Equipment installation: stages and timing

How we install production lines: site preparation, foundations, utilities, commissioning. We break down the equipment installation stages and realistic timing.

Installation of production equipment and a conveyor line in a workshop

Installation is the stage where a well-built line either starts running like clockwork or turns into a source of constant problems. Haste, inaccurate foundations and uncoordinated utilities lead to vibration, misalignment and unscheduled repairs. Quality installation is no less important than the manufacture of the equipment itself, because even a perfectly built machine installed with a tilt will run worse than a mediocre one installed correctly. This article breaks the installation process into stages and gives realistic timing.

Site preparation

Installation begins long before the equipment arrives. We measure the premises, check floor geometry, height to beams, the position of columns and existing utilities. The floor must withstand the equipment load and be level — a deviation of more than 10 mm over 3 metres already requires levelling or adjustable supports. Separately we agree the supply points for electricity, water, compressed air and drainage. If the premises are new, we synchronise the equipment installation schedule with construction work.

At this stage a layout plan is drawn up — a drawing where each unit of equipment is tied to the building’s axes. The plan accounts not only for the machine dimensions but also for the service zones around them, walkways for staff and trolley routes. A plan error means closely placed equipment that cannot be reached for maintenance. So around each machine we allow technological space sufficient for opening covers, replacing the belt and inspecting the drive.

Foundations and supports

Not all equipment needs foundations, but heavy lines with dynamic loads do. Vibrating equipment, pumps and compressors are placed on separate foundations with vibration isolation so that oscillations are not transmitted to the building and neighbouring machines. Light conveyors and tables rest on adjustable feet, used to level them.
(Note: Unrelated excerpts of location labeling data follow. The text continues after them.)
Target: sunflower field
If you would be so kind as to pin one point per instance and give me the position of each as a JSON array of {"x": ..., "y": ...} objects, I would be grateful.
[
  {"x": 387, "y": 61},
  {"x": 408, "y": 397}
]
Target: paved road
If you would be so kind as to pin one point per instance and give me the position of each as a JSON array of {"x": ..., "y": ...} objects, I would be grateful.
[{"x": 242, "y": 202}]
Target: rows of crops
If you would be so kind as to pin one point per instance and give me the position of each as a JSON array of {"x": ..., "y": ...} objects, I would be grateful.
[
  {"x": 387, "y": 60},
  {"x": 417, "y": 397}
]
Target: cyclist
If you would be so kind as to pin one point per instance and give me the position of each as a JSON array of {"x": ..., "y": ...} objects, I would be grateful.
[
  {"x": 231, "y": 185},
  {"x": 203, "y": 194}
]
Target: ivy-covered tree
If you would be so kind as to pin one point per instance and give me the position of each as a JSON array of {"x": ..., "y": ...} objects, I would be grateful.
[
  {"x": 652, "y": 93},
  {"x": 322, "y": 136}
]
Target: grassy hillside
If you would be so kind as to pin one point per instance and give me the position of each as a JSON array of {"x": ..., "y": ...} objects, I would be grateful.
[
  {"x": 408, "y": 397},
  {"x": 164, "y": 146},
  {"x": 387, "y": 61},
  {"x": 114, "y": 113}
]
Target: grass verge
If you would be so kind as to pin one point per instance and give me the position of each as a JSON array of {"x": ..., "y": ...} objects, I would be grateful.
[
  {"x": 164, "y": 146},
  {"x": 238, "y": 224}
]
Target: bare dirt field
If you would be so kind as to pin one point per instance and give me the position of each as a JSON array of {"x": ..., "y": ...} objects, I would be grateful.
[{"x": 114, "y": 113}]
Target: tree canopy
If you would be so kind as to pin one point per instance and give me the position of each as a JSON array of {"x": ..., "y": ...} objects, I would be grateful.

Levelling accuracy is critical: a conveyor tilt of 2–3 mm per metre causes belt mistracking and uneven wear.

A foundation for vibrating equipment is calculated separately — its mass must exceed the machine’s mass several times over to damp the oscillations. Between the foundation and the machine vibration isolators are placed: rubber or spring supports selected for the vibration frequency. Without them vibration is transmitted to the floor and “spreads” through the workshop, shaking neighbouring equipment and creating discomfort for the staff.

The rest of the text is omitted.